THE REVOLUTIONARY POET

Francisco Jose Cajas Ovando
Guatemalan Writer and historian

Otto Rene Castillo was born on April 25th, 1934. He was the son of Juana de Dios Castillo Merida, from whom he inherited his personality and verbosity. These characteristics eventually led him to win the title of Revolutionary Poet of America. Castillo went to primary school in Quetzaltenango and later moved to Guatemala City to attend secondary school at the Central National Institute for Boys. In the Democratic Republic of Germany, he attended the University of Leipzig. He majored in cinematography, taught by Jorvis Ivens, and graduated with a Master's degree in Arts.

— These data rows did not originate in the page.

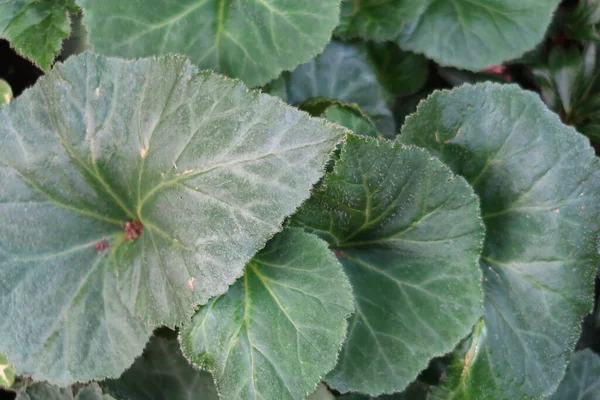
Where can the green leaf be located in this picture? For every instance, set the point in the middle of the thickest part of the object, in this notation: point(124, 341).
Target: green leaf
point(581, 22)
point(468, 34)
point(415, 391)
point(5, 92)
point(539, 185)
point(280, 327)
point(162, 373)
point(321, 393)
point(352, 119)
point(375, 19)
point(36, 29)
point(343, 72)
point(402, 72)
point(408, 234)
point(581, 379)
point(46, 391)
point(253, 41)
point(7, 372)
point(102, 151)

At age eighteen, he began his career writing articles for youth magazines. In 1953, poet Werner Ovalle Lopez gave a seminar called, "The Sunday Hour" and declared Castillo a "worthy youth" because at this time he was writing articles for a variety of magazines. As a youth, Castillo participated in the student's association and was president of a youth organization called the Work Party of Guatemala. In 1954, during the Proimperialistic counter revolution, this leading youth with some other democratic intellectuals, went into exile.

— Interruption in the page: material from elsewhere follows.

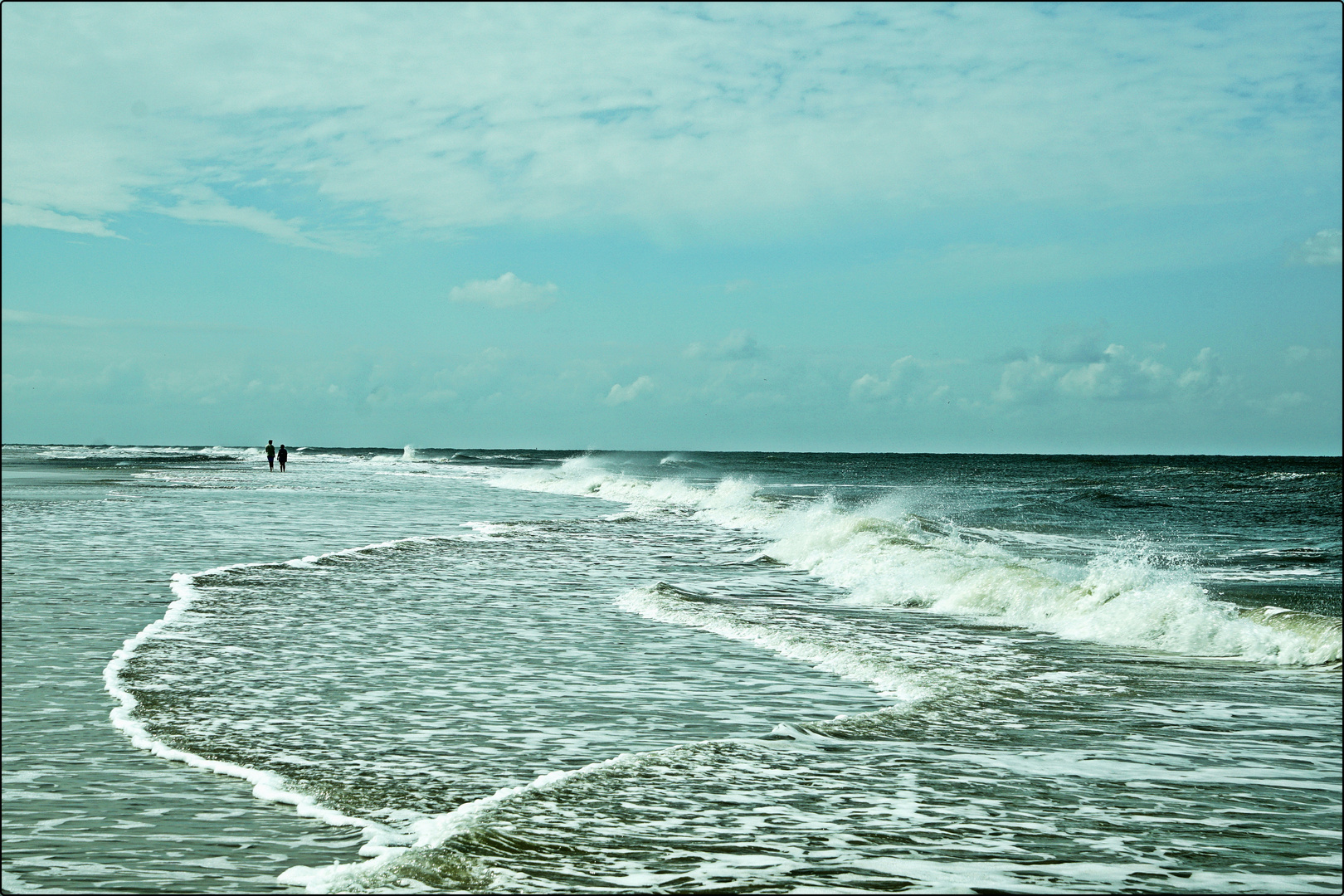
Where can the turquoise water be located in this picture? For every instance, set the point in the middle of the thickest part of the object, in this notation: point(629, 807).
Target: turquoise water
point(553, 672)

Otto Rene Castillo took refuge in El Salvador where he worked as a laborer, salesman and clerk. His life as an emigrant was hard and poor.  But during this time, he met Oswaldo Escobar Velado, Roque Dalton Garcia, Roberto Armijo and other writers who encouraged him by reading and promoting his literary works. These were published in the "Daily Latino. "  From that point, he went to the university to study law and then founded the University Literary Circle. His influences were Neruda, Hernandez and Vallejo. In 1955, Castillo received the poetry prize of Central America , which was shared by Roque Dalton. In 1956, he received another prize from Guatemalan university students in celebration of the poem, "Motherland, let's Walk." This work, according to his critics, is a reflection of the misery and sadness caused by immeasurable exploitation.

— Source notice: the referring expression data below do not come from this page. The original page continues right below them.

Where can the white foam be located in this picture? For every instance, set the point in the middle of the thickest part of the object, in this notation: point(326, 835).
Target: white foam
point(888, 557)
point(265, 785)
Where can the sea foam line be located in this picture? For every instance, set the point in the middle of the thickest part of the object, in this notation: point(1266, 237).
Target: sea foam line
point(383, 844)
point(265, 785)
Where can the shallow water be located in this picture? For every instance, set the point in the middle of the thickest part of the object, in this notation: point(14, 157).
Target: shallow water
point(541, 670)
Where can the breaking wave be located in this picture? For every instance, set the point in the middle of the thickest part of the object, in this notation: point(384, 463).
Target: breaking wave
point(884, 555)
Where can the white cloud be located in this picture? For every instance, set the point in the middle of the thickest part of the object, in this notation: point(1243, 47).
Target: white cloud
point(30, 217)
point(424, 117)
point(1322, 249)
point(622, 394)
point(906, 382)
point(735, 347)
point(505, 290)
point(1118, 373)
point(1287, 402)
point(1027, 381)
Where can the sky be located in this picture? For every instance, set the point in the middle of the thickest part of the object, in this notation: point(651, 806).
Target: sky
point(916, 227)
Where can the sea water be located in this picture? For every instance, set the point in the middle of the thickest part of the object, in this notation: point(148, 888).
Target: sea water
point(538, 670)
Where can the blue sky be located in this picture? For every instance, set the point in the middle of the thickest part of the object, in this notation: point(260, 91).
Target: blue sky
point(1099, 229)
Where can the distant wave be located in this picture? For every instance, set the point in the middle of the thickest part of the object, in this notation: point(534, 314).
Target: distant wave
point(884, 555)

In 1957 after the death of dictator Castillo Armas, the people were, "allowed to breathe easily." Otto Rene Castillo returned to Guatemala to integrate himself into the cultural movement and study law at the University of San Carlos. In 1959, he left for Leipzig by means of the Filadelfo Salazar Scholarship. Between 1957 and 1959 his poems were released in the student editions of "The Student informer" and the "The Impartial." He traveled to Europe, Asia and Africa, acquiring an extensive humane world vision. In 1964, he returned to Guatemala to dedicate himself to cultural activities and the political actions of the Worker's Party. He founded the Experimental Theater of the Capital City Municipality, collaborating with the association of university students who published some of his sonnets in their book "Tecun Uman." Castillo was also published in the university magazine, "Spears and Letters." In 1964, he was put in jail by the Peralta Azurdia regime. Later he was expropriated, traveling to Europe where he organized the World Youth Festival. He later returned secretly to Guatemala to gather up a rebel force to combat the Montenegrista regime. In the distant and humid mountain ranges of Zacapa and Izabel, Catillo experienced the demanding limitations of the guerrilla insurrection and the intimidating, harsh Guatemalan system. Still young Castillo promised the motherland to drink her bitter cups of grief and affliction and become blind so that she can see, fulfilling the words in his poem, "Vamos Patria a Caminar," March 19th, 1967 .  He was captured in the mountains of Sierra de las Minas, along with Nora Paiz. He was taken to the brutal estate of Arrana in Zacapa, where he was tortured and burned with various other plantation workers.

The people paid homage in Guatemala, great Britain and Costa Rica to Castillo after his death, by publishing his work "Report of Injustice."

In the final words of Oscar Arutro Palencia, "The thirty three years that Castillo lived with us is our evidence that the decent, intellectual, artistic, and scientific man should grow, raising himself up with his own people, with the humble".